Moneybox

Tax Revenue Is A Means Not An End

WASHINGTON, DC - NOVEMBER 28: (AFP OUT) U.S. President Barack Obama (R) speaks as U.S. Secretary of State Hillary Clinton listens at a cabinet meeting at the White House on November 28, 2012 in Washington, DC.

Photo by T.J. Kirkpatrick-Pool/Getty Images

A cautionary word to liberals thinking about the fiscal cliff negotiations—it’s important to keep in mind that higher tax revenue is a means not an end.

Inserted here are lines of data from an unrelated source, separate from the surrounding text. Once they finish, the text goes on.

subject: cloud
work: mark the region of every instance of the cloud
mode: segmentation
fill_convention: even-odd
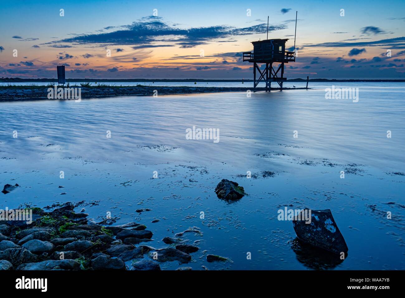
[[[370,34],[373,34],[375,35],[376,34],[382,34],[382,33],[385,33],[386,32],[384,30],[380,29],[378,27],[374,27],[374,26],[367,26],[361,28],[361,33],[363,34],[367,34],[368,35]]]
[[[15,38],[18,39],[20,41],[37,41],[39,39],[34,38],[34,37],[28,37],[28,38],[23,38],[21,36],[18,35],[14,35],[11,36],[12,38]]]
[[[405,36],[382,39],[372,41],[360,41],[348,43],[344,41],[324,43],[318,44],[306,44],[305,47],[380,47],[388,49],[405,49]]]
[[[67,48],[70,47],[75,47],[71,45],[48,45],[48,47],[55,47],[57,48]]]
[[[287,28],[286,24],[271,25],[269,26],[269,30],[271,32]],[[181,47],[190,47],[210,41],[233,38],[235,35],[264,33],[266,31],[267,24],[243,28],[220,25],[181,28],[164,22],[162,18],[151,16],[114,29],[115,30],[111,32],[78,34],[51,43],[130,45],[137,46],[136,48],[139,49],[154,47],[152,46],[163,46],[154,44],[155,42],[160,42],[169,44],[164,45],[167,46],[176,45]]]
[[[136,47],[132,47],[134,49],[145,49],[149,47],[174,47],[173,45],[138,45]]]
[[[64,55],[63,53],[60,53],[59,55],[60,56],[57,56],[56,57],[60,60],[63,60],[65,59],[72,59],[73,58],[73,56],[71,55],[69,55],[67,53],[65,53]]]
[[[20,63],[23,64],[26,66],[32,66],[34,65],[34,63],[29,61],[20,61]]]
[[[198,71],[201,71],[205,69],[211,69],[211,68],[209,66],[205,66],[204,67],[202,66],[196,66],[196,69]]]
[[[356,56],[359,54],[361,54],[363,52],[365,51],[365,49],[357,49],[355,47],[351,49],[347,54],[349,56]]]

The reason a sensible person might want more revenue rather than less in a budget deal is that more revenue might allow you to minimize cuts in spending on worthwhile causes. But at the end of the day the budget of a sovereign state that borrows money in its own currency is all about spending levels. The proper goals of a budget negotiator are to maximize cuts to bad programs and minimize cuts to good ones. When higher taxes helps achieve the latter goal, that’s great. When it doesn’t, then who cares?

The trap you don’t want to fall for is the one in which getting “the rich” to “pay their fair share” becomes a political plot to make you swallow a deal you’d otherwise reject. At some iterations of the Obama-Boehner deficit talks it’s looked as if Obama’s going to ask liberals to give up the store on Social Security and then sugarcoat it with higher taxes on the rich. What’s great about the proposal Tim Geithner apparently formally made to the House GOP is that it rejects this formula and does a good job of avoiding cuts to valuable programs and in fact increases spending in some key areas.

If you can get that good stuff out of a deal—and it’s a big if—then it’d be foolish not to give some ground on the tax side. If you can get a better spending mix with higher taxes, then higher taxes are great. But if you can get a better spending mix with lower taxes, then lower taxes are even better.